Ya en la entrada de la atracción, el guarda me pide que deje la cámara de fotografiar fuera. Insiste en que no puedo entrar con ella. Le pregunto que dónde la dejo y me responde "Ahí", al tiempo que señala un montón de cámaras apiladas que turistas van pillando de forma desorganizada al salir. Me niego en rotundo. Por un momento se me reproduce el momento en que salgo de la Pirámide y mi cámara no esté allí, todo el mundo desentendiéndose y nadie responsable de la desaparación. Vasa le insiste en que no la usaremos y que sola no entraré porque me da claustrofobia y prefiero entrar con alguien conocido. El guarda no cele y decido quedarme haciéndole compañía.

La mañana se nos pasará en aquella explanada que un día fue desierto y que hoy es parte de la capital. A la otra parte del Nilo, que queda cerca, se levantan un sinfín de edificios hasta un horizonte lejano, todos ellos inmersos en aquella burbuja negra de contaminación. Alrededor de las 11, aquel hormiguero ensalza sus cántigos a Alá.

La tranquilidad general del lugar también se ve interrumpida a menudo por carreras de camellos o caballos que compiten en velocidad, enfurecidos por unos amos que desean vanagloriarse frente al resto de mercaderes allí presentes.

Un par de horas más tarde, tras las fotos de rigor y la visita a la esfinge, no menos decepcionante, negociamos un taxi para nuestro regreso al Cairo: una limusine a Al-Hussein por 35&E. Al comienzo no me fío porque el coche no lleva símbolo alguno que pruebe ofrecer el servicio de taxi, pero de la nada aparece el "primo del conductor" e intenta convencerme con un "very good man, madame, very good man". Sólo el guiño de Vasa me tranquiliza y acepto subir. Al final, me alegra haber aceptado porque el señor resulta ser un taxista amabilísimo que nos hará, a la par, de guía. Finalmente, nos deja en Al-Hussein, donde le habíamos pedido. En lugar de las 35&E que hemos acordado, le damos las 40&E iniciales que pedía.

Estamos perdidos y la guía nos sirve de poco en esta ocasión.
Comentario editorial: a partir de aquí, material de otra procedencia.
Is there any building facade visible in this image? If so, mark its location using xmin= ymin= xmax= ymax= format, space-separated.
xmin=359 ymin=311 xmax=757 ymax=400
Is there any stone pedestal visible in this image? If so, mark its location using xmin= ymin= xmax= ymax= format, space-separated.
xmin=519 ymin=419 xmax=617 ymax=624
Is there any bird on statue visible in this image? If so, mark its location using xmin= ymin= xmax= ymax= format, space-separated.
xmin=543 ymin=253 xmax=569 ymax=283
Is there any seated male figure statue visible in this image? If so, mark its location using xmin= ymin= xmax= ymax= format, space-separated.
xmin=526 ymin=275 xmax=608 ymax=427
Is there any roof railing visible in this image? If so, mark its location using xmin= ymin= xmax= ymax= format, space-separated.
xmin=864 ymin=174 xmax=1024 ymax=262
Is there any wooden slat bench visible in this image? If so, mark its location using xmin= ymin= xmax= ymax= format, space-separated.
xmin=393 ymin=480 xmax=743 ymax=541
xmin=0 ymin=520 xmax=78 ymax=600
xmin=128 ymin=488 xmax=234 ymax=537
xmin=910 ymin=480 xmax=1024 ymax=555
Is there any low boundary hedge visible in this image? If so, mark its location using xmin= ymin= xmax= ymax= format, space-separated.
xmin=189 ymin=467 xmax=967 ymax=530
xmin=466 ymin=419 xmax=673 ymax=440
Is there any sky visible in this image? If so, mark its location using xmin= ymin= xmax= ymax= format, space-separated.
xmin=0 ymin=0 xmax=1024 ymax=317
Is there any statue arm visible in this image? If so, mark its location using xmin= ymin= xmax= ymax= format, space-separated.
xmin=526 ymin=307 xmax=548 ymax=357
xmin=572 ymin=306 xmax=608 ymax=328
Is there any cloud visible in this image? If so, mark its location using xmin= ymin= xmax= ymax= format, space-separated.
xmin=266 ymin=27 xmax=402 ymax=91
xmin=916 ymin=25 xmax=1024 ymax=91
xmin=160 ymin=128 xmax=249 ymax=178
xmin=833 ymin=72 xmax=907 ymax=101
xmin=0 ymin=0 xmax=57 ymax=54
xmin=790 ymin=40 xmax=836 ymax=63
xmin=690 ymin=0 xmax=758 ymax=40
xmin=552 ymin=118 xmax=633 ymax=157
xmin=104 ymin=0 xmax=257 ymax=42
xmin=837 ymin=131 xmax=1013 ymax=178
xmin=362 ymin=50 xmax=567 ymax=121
En el mapa todo parece pequeño y accesible, pero la realidad es otra. Comenzamos a andar y dejamos que sea la ciudad la que nos reconozca a nosotros, en lugar de nosotros a ella: tiendas, bares, comida, mezquitas, plazas,... Tenemos hambre y la matamos con un delicioso shawarma que nos sabe a gloria. La sed nos la quitamos con una Cola-Cola para evitar el agua no embotellada que nos han servido.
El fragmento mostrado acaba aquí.